I had just finished The Matarese Circle, which, as you may or may not know, is an old Robert Ludlum thriller. The plot: a lone CIA agent and a beautiful woman, who it turns out is a rogue KGB agent (hard to believe, I know, but there it is), uncover a vast conspiracy (the Matarese Circle, obvs.) that is global in scope, has been in existence for decades, completely hidden from view by the sheeple, and has placed agents EVERYWHERE, up to and including such positions as US Secretary of Defense.
I forget exactly what I said to my father upon reading it -- no doubt it was along the lines of "What if something like this is Really True? It sure would explain a lot!" -- but I have never forgotten his answer: "If all these powerful people are actually controlling the whole world, why isn't it running better?"
On another occasion, he spent most of a weekend visit silently suffering a verbal tic I had picked up from a roommate before finally saying, "There are only two kinds of people in the world: those who divide the world into two kinds of people, and those who don't."
He also put the early kibosh on a trip I was taking down a wrong road by saying, "The chances of me winning the lottery are the same independent of my buying a ticket."
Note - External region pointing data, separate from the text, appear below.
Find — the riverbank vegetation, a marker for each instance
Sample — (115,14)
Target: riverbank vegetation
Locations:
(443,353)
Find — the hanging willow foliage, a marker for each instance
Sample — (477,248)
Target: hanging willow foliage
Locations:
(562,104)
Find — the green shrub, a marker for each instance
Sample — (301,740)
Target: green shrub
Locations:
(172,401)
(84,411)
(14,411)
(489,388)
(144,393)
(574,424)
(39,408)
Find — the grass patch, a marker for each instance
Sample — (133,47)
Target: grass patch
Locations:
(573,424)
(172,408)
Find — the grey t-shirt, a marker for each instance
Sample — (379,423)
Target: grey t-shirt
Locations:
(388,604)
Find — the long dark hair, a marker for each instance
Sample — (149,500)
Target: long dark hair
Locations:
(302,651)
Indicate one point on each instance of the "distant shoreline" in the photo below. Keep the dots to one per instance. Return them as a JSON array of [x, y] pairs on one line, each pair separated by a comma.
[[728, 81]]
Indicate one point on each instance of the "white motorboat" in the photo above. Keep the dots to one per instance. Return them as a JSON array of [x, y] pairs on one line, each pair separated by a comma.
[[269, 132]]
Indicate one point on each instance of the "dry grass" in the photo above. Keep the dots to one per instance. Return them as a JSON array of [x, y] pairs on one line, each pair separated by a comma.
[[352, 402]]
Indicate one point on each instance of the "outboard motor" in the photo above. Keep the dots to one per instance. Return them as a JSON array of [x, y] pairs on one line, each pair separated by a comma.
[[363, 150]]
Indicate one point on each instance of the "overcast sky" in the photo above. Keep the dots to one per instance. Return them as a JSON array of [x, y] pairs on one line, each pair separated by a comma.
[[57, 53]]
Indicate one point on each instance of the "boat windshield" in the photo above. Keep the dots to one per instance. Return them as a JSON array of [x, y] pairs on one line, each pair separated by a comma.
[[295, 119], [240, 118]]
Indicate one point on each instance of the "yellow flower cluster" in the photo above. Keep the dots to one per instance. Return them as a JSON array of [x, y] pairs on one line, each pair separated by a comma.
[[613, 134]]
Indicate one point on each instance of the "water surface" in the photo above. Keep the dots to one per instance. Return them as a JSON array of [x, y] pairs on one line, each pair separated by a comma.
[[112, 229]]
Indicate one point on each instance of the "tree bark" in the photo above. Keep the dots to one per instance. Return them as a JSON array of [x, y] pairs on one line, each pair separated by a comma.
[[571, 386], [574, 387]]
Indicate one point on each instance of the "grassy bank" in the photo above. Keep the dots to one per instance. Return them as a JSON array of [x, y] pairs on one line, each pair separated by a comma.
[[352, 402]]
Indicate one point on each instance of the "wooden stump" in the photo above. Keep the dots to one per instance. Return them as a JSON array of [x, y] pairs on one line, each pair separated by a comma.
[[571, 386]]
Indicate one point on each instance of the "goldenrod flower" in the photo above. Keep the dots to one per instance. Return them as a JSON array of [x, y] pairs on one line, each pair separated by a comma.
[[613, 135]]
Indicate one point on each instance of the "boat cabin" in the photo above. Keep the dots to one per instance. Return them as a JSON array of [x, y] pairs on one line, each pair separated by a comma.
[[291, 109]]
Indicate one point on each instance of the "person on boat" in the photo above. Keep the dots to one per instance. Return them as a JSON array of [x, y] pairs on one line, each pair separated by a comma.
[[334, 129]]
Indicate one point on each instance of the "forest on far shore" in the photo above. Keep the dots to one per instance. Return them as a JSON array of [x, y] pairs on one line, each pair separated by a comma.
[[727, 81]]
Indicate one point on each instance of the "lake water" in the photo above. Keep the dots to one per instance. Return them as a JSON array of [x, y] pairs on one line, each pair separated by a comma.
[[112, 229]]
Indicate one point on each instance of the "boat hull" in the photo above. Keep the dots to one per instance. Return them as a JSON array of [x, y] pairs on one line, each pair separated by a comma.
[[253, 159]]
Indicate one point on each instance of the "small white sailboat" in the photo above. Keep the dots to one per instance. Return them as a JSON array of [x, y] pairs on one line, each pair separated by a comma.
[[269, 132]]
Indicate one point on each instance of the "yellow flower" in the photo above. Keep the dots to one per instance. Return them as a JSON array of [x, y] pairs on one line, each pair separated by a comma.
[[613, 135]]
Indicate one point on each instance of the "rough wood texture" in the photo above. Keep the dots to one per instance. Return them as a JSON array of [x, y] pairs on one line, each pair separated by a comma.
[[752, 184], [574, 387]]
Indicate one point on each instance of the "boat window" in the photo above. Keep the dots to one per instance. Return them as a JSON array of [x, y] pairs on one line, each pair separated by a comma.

And I once heard him put an end to some excessive gushing with his own New Rule: "He can't be your hero if he's younger than you are."
Yeah, maybe not all of these adages were original to him (a few years ago, he quickly corrected me when I attributed the lottery line to him, saying he'd picked it up from Frannie Lebowitz, and I think Robert Benchley was the original bifurcator), but you get props for a well-timed riff, even if you're quoting an earlier master.
To the extent that I have become excessively cynical in the years since, that's on me. But to the extent that I have a membership card in the reality-based community, that's all due to him.
Thanks, Dad. Belated Happy Father's Day.